My research mostly lies at the intersection of Data Management and Distributed Systems. The focus of my current research is on managing data in modern infrastructures like cloud and blockchain. I'm also interested in Business Process Management.
Cloud environments and in general distributed data management systems utilize State Machine Replication to provide fault tolerance and to enhance performance. Fault-tolerant protocols are extensively used in the distributed database infrastructure of large enterprises such as Google, Amazon, and Facebook. However, and in spite of years of intensive research, existing fault-tolerant protocols do not adequately address hybrid cloud environments consisting of private and public clouds which are widely used by enterprises. To address this issue, we have developed SeeMoRe, a hybrid fault-tolerant protocol that uses the knowledge of where crash and malicious failures may occur in a public/private cloud environment to improve overall performance. In SeeMoRe, we consider a private cloud consisting of trusted replicas, a subset of which may fail-stop, and a public cloud where a subset of the replicas may behave maliciously. SeeMoRe takes explicit advantage of this knowledge to improve performance by reducing the number of communication phases and messages exchanged and/or the number of required replicas.
Fault-tolerant protocols are also widely used in blockchain systems to establish consensus on the order of blocks. A blockchain is a distributed data structure for recording transactions maintained by several nodes without a central authority. In a blockchain, nodes agree on their shared states across a large network of untrusted participants. Blockchain was originally devised for Bitcoin cryptocurrency, however, recent systems focus on its unique features such as transparency, provenance, fault tolerance, and authenticity to support a wide range of distributed applications. In this line of research, we have focused on permissioned blockchains and the development of techniques that will make them practical in real-life settings. These techniques address the challenges regarding the performance, scalability, and confidentiality properties of permissioned blockchains.
Distributed applications require high performance in terms of throughput and latency, e.g., financial applications need to process tens of thousands of requests every second with very low latency. Existing permissioned blockchains, mostly employ an order-execute paradigm where nodes agree on a total order of the blocks of transactions using a consensus protocol and then the transactions are executed in the same order on all nodes sequentially. Such a paradigm suffers from performance issues because of the sequential execution of transactions on all nodes. While recent permissioned blockchain systems, e.g., HyperLedger Fabric, have tried to overcome this limitation, their focus has mainly been on workloads with no-contention, i.e., no conflicting transactions. We have designed ParBlockchain to support workloads with (different degrees of) contention. ParBlockchain uses a dependency-graph-based concurrency control technique to detect possible conflicts between transactions and to ensure the valid execution of transactions while still allowing non-conflicting transactions to be executed in parallel.
Besides performance, scalability is one of the main obstacles to the business adoption of blockchain systems. Scalability is the ability of a blockchain system to process a growing number of transactions by adding resources to the system. Despite recent intensive research on using sharding techniques to enhance the scalability of blockchain systems, existing solutions do not efficiently address cross-shard transactions. To address this issue, we have developed SharPer, a permissioned blockchain system that enhances the scalability of blockchain systems by clustering (partitioning) the nodes and assigning different data shards to different clusters. In SharPer, the blockchain ledger is formed as a directed acyclic graph where each cluster maintains only a view of the ledger. SharPer also incorporates a flattened protocol to establish consensus among clusters on the order of cross-shard transactions where intra-shard transactions of different shards as well as cross-shard transactions with non-overlapping shards can be processed in parallel.
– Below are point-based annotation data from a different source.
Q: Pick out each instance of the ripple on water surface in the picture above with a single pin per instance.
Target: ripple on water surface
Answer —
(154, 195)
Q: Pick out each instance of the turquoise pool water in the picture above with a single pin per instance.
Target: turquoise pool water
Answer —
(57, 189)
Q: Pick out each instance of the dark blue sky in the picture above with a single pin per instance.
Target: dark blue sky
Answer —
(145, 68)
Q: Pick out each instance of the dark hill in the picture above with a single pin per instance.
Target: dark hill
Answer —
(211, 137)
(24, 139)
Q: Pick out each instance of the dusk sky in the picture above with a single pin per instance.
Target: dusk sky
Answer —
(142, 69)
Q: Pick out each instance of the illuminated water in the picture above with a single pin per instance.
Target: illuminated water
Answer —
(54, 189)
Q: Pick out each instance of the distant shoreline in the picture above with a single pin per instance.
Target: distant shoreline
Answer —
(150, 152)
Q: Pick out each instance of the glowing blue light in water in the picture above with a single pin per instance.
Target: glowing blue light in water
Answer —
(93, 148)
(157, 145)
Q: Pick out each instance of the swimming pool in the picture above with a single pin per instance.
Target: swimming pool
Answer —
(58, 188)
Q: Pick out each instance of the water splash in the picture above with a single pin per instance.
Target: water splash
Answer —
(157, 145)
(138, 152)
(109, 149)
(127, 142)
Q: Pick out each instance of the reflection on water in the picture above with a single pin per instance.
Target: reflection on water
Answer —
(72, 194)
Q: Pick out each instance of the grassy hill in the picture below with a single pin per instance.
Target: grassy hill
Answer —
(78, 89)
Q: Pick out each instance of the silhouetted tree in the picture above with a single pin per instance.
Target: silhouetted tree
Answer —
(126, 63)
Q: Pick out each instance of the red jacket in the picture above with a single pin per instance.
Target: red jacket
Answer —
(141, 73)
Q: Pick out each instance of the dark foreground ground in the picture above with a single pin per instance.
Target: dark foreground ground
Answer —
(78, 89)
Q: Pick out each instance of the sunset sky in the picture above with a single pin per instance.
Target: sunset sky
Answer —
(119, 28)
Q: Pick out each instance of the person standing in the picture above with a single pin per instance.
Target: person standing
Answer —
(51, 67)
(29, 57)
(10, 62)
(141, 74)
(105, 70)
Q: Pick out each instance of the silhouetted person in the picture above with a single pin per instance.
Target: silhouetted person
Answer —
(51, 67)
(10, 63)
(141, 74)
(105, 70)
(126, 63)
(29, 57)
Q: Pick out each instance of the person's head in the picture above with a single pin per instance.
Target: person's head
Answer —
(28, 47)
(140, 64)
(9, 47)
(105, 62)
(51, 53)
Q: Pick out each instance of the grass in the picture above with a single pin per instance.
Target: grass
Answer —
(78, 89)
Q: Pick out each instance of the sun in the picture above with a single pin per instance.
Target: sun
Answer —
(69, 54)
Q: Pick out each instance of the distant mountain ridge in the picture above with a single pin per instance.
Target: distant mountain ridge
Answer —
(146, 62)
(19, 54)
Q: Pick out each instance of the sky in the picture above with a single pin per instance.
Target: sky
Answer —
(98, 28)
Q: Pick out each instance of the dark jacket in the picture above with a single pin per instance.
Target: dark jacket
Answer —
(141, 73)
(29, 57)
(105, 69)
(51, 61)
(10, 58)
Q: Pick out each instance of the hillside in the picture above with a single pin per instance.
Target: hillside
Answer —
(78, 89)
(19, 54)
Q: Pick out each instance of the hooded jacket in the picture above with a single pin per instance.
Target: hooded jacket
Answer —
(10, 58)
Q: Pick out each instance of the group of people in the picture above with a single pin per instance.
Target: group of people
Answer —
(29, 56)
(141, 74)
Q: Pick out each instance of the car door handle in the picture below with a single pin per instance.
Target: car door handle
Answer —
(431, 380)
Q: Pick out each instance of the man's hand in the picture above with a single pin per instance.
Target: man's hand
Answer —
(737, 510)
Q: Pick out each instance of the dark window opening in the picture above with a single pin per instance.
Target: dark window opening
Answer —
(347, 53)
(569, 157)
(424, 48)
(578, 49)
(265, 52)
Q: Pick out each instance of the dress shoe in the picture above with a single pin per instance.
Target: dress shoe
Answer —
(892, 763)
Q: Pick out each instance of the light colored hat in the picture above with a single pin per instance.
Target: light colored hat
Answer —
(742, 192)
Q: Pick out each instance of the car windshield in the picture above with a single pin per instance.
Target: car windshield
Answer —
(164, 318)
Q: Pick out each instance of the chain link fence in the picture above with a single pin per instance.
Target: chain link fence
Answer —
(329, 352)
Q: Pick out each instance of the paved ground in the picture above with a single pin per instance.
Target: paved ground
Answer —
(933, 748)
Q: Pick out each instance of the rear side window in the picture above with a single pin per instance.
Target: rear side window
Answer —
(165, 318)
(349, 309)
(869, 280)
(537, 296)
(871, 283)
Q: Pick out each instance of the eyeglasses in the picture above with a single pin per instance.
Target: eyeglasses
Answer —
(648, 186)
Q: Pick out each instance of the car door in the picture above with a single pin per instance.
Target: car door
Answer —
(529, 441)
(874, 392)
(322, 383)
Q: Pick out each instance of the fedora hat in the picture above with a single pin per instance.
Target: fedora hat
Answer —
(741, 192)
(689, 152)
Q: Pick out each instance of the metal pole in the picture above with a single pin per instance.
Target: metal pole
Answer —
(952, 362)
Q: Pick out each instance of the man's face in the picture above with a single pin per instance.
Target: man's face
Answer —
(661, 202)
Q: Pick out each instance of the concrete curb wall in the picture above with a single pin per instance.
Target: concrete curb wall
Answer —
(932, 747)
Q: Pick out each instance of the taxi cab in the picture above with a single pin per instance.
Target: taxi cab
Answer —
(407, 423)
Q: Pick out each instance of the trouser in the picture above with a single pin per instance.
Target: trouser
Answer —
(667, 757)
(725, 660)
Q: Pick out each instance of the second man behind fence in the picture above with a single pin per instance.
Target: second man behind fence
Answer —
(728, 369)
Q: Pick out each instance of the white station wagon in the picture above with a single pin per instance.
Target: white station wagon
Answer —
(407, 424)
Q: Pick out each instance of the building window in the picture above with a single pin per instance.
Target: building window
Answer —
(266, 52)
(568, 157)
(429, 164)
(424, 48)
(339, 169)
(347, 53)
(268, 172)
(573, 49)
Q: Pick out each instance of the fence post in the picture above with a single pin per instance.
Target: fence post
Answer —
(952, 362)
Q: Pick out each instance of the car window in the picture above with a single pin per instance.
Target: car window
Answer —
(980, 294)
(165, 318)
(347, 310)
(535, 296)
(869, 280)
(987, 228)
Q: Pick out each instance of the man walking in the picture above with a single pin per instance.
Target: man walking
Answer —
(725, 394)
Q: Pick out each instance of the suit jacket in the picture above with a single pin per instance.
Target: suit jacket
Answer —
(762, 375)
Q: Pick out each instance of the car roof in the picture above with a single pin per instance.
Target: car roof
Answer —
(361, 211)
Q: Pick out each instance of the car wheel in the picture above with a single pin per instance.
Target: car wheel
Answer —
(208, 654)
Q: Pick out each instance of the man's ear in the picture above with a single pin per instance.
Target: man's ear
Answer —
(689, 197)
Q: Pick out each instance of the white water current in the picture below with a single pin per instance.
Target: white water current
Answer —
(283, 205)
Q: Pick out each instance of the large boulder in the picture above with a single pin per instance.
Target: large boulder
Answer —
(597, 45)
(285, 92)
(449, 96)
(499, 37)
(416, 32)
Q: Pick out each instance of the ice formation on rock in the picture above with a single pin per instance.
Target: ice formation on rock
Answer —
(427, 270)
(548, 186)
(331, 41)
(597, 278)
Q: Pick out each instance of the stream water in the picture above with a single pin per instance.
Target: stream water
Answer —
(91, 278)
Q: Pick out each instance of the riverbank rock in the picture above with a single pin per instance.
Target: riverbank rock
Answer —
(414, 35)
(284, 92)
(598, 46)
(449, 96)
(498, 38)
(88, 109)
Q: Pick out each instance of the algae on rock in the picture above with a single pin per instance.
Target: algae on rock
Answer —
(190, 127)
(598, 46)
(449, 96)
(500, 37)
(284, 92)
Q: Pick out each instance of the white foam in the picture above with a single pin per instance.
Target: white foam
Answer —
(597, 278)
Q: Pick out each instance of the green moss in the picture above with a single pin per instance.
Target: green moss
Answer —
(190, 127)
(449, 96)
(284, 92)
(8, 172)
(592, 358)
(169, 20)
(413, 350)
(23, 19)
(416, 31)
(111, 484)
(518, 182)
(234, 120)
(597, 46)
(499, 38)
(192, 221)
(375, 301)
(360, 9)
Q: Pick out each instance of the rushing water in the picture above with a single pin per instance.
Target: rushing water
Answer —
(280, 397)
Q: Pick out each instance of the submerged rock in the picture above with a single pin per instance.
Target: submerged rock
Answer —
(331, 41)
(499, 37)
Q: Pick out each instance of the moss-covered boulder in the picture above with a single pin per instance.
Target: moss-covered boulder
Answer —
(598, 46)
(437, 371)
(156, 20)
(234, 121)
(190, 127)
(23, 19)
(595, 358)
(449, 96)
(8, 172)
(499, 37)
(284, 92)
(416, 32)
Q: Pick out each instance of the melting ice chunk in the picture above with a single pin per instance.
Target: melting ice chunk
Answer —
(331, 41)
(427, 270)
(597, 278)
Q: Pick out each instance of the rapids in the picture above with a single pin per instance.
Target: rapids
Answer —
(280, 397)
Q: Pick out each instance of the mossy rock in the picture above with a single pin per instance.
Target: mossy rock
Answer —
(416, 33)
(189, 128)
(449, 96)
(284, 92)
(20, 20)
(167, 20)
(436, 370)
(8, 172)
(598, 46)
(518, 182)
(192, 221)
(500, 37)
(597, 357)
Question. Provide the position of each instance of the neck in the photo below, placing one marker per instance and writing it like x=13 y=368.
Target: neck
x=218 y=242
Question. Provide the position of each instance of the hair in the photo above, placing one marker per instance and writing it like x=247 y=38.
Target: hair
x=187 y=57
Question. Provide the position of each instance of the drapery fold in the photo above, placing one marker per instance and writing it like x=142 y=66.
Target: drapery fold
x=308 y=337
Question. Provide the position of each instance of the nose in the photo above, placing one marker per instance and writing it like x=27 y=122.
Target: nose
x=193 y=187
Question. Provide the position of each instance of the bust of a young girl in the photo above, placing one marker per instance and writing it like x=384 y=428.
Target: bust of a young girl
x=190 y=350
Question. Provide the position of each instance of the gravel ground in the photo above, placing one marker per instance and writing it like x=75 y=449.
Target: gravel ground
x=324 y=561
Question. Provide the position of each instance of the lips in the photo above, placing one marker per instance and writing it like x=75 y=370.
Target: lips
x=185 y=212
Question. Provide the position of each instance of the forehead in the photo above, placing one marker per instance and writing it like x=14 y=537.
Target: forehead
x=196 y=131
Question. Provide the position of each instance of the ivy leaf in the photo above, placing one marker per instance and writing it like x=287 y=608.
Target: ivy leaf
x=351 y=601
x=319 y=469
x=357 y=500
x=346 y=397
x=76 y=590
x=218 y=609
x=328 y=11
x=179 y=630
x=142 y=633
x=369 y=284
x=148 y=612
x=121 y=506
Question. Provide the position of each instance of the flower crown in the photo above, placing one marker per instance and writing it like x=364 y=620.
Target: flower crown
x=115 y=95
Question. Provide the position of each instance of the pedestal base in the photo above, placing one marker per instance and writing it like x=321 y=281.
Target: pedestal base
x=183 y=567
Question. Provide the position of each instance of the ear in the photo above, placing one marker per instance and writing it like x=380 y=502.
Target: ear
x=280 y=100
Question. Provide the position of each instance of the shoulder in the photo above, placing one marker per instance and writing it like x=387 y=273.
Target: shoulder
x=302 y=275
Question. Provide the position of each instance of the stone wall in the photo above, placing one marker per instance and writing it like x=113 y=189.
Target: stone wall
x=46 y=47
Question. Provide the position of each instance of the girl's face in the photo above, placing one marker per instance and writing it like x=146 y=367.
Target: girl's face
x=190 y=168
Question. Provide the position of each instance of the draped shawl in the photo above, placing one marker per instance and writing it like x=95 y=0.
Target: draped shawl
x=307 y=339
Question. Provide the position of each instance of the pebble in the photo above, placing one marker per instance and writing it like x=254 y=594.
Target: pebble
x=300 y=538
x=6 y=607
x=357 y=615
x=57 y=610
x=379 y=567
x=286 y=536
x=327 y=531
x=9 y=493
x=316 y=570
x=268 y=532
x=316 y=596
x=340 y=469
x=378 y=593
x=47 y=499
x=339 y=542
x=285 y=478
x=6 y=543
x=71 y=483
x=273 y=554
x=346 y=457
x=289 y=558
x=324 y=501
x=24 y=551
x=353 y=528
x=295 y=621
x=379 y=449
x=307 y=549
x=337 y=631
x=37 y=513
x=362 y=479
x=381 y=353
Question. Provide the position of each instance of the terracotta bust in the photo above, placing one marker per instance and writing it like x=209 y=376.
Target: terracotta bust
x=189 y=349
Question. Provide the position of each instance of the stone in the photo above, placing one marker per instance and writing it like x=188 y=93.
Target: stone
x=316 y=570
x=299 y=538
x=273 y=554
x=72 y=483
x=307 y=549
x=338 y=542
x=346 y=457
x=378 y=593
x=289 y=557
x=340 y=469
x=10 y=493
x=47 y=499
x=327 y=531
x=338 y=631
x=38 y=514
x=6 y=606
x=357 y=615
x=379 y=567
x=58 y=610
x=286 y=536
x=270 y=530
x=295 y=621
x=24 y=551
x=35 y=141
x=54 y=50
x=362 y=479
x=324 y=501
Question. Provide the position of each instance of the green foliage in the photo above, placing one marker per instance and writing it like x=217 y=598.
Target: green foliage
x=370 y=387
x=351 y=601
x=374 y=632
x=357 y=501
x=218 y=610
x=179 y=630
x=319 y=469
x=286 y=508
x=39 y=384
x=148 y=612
In addition to performance and scalability, confidentiality of data is required in many permissioned blockchains. Distributed applications collaborate with each other following Service Level Agreements (SLAs) to provide different services. A blockchain system needs to support both internal and cross-application transactions of collaborating distributed applications. While collaboration between applications, e.g., cross-application transactions, should be visible to all applications, the internal data of each application, e.g, internal transactions, might be confidential. To address this issue, we have developed Caper, a permissioned blockchain system to support both internal and cross-application transactions of collaborating distributed applications. Caper introduces three consensus protocols to globally order cross-application transactions between applications with different internal consensus protocols.
Business Process Management.
Business processes (workflows) are typically the compositions of services (activities and tasks) and play a key role in every enterprise. We have studied two main problems of workflow verification and workflow similarity to address data management in business processes. Business processes need to be changed to react quickly and adequately to internal and external events. Moreover, each business process is required to satisfy certain desirable properties such as soundness, consistency, or some user-defined linear temporal logic (LTL) constraints. We have proposed a technique to incrementally check and verify the constraints of evolving business processes. Furthermore, we have developed VIEW, a framework to model, change, and VerIfy Evolving Workflows. Besides verification, Finding similar processes in process repositories helps enterprises to reduce their costs and increase their performance. To this end, we have proposed an approach to measure the similarity of business processes based on the similarity of their data objects. Service identification, process-driven test case generation, and validation of service choreography are some of the other problems that we have studied in the BPM domain.